Skip to main content

Notes: Recognition

Updated Jul 29, 2020 ·

AWS Rekognition

AWS Rekognition is a computer vision service. It allows you to analyze images without building your own model.

  • Works with familiar boto3 patterns
  • Can detect objects like bicycles or cars
  • Can extract text from signs or documents

If you create your own model, you would need training data and maintenance.
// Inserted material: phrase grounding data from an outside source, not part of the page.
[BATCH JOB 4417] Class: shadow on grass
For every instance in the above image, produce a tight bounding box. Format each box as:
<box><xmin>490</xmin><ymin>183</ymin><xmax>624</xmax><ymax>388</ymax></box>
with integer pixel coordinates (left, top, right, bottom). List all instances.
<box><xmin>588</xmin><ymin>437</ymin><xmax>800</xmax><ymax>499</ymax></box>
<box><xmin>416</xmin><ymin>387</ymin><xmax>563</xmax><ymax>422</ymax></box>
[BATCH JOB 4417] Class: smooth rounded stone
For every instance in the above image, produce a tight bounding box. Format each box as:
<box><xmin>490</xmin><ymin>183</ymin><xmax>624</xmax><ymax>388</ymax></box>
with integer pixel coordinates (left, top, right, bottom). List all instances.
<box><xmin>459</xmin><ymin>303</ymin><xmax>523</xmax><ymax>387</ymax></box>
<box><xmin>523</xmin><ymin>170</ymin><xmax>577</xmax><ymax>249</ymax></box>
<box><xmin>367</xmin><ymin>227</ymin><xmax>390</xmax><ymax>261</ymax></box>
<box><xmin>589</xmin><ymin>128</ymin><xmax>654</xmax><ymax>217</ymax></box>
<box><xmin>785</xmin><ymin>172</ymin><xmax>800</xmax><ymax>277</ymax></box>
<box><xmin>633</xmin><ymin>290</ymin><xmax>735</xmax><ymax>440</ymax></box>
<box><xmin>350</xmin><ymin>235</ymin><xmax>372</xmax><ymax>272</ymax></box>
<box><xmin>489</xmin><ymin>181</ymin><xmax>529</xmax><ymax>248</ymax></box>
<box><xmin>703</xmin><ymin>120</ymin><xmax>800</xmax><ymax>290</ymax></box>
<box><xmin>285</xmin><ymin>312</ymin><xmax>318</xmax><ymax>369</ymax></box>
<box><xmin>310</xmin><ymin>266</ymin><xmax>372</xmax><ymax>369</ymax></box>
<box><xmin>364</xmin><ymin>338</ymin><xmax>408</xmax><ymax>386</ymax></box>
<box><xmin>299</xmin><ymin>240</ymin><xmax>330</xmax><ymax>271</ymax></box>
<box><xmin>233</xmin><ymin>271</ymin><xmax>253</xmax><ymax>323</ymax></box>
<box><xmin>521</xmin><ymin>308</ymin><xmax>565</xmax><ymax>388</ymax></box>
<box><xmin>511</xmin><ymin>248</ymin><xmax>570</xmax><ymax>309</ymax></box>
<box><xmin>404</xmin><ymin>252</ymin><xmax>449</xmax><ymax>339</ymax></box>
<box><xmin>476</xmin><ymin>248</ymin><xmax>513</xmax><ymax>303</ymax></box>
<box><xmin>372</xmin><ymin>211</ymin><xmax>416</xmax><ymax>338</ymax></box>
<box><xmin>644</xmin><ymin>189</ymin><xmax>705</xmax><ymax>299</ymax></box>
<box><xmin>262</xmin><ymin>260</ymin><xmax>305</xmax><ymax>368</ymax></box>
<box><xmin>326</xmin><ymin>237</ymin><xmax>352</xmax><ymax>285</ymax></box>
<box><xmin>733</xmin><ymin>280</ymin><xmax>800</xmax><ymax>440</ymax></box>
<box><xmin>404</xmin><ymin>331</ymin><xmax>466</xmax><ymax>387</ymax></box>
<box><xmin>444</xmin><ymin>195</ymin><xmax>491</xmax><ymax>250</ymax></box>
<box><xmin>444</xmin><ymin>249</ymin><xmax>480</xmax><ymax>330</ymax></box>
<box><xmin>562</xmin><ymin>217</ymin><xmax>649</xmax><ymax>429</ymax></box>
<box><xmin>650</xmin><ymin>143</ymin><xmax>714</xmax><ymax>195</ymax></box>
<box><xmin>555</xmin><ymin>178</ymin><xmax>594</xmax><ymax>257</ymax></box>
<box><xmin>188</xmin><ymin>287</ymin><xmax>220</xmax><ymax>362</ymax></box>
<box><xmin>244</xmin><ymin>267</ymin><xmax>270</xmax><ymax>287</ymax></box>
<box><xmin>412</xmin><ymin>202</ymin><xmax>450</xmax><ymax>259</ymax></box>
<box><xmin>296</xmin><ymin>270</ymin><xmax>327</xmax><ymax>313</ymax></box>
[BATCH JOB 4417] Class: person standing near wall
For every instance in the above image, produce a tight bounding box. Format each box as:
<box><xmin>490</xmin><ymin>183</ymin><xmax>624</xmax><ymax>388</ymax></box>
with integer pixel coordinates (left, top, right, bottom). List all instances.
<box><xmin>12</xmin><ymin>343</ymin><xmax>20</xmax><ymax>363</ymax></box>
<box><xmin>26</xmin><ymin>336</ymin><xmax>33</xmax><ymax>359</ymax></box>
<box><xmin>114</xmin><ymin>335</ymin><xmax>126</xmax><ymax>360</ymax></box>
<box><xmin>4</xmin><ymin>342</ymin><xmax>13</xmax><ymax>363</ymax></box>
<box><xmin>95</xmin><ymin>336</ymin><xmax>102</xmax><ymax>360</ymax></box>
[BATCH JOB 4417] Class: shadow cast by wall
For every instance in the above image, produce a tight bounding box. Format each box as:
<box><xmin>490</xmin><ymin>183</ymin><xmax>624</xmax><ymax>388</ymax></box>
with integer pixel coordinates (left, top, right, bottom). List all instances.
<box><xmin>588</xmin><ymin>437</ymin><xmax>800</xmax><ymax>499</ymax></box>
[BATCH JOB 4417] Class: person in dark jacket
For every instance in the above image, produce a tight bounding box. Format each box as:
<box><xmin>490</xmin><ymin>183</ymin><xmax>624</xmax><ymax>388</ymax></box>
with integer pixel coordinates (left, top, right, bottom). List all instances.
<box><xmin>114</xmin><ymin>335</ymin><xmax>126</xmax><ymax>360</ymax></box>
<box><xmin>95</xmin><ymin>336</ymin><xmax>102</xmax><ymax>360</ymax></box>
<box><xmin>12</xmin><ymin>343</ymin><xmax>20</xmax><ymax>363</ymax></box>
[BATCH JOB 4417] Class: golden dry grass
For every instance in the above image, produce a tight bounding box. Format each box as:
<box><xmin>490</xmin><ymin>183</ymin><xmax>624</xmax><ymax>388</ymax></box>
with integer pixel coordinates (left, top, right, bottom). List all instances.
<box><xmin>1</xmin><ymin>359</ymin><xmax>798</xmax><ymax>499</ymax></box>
  • It would only work for a specific task
  • Rekognition is general-purpose and ready to use
  • This makes it easy for data engineers to get results quickly.

Object Detection

As example, we'll use the image below:

Before detection, upload your image to an S3 bucket.

import boto3
s3 = boto3.client(
's3',
region_name='us-east-1',
aws_secret_key_id=AWS_KEYID,
aws_secret_access_key=AWS_SECRET
)

s3.upload_file(
Filename='bike.jpg',
Bucket='city-images',
Key='bike.jpg'
)

The next step is to construct the Boto3 Rekognition client. You can use the Rekognition attributes to detect objects like bicycles.

rekog = boto3.client(
'rekognition',
region_name='us-east-1',
aws_secret_key_id=AWS_KEYID,
aws_secret_access_key=AWS_SECRET
)

response = rekog.detect_labels(
Image={'S3Object': {
'Bucket': 'city-images',
'Name': 'bike.jpg'
}},
MaxLabels=10,
MinConfidence=90
)

Optionally, we can specify the maximum amount of labels to return and the minimum confidence in the match that we are willing to accept. Rekognition returns a list of labels with instances and confidence scores.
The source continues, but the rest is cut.